A reoccurring problem with storage-sourced energy is its sustainability. Whilst devices such as batteries and supercapacitors can source their energy from green methods – solar and wind power– it is not always enough to counteract the materials used in producing these devices, which can often be harmful to the environment.

The most commonly used batteries contain graphene to at least some extent. This has recently been proven to be toxic for not only the environment but also human health, which has prompted researchers around the world to research the field for an alternative solution for semiconductors. The answer comes from an unexpected area of science: biosciences, or more specifically marine biology.

Inspired by the versatility of seaweed (it can be used in cooking, fertilisers, animal feed and biomass fuel), Dongjiang Yang and his team from Qingdao University in China took to investigating the various properties of seaweed. Their efforts resulted in a seaweed extract that could be shaped into an “egg box” structure when in its porous carbon nanofiber form. This allows electronic materials such as metal ions like cobalt, copper, iron, and nickel, to be bound around the anionic polysaccharide portion of seaweed. When connected, together they form the functioning nanofiber.
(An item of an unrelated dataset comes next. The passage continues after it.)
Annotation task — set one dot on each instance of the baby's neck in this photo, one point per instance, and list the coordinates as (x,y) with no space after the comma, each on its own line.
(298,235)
Once the final product was tested, the numbers were more than promising: where the standard graphite can conduct 372 milliampere hours per gram (mAhg-1), the seaweed structure had a reversible capacity of 625 mAhg-1. This level of power would place them in the category of superconductor. The team also found these bounds to exhibit enhanced long-term stability when they were applied to commercial platinum-based catalysts (often used in fuel cells).

Yang is additionally very excited about the renewability of seaweed as a source and says it is one of the reasons he chose to explore this area. Indeed, it can grow to its full size within only six months and can be farmed in the ocean, which means there is no land limit. This also excites Dashboard because water based resources are not the most self-evident solution for power. Breakthroughs like this prove there is more innovation to be found offshore: in our opinion, the seaweed superconductor is a promising sign of this.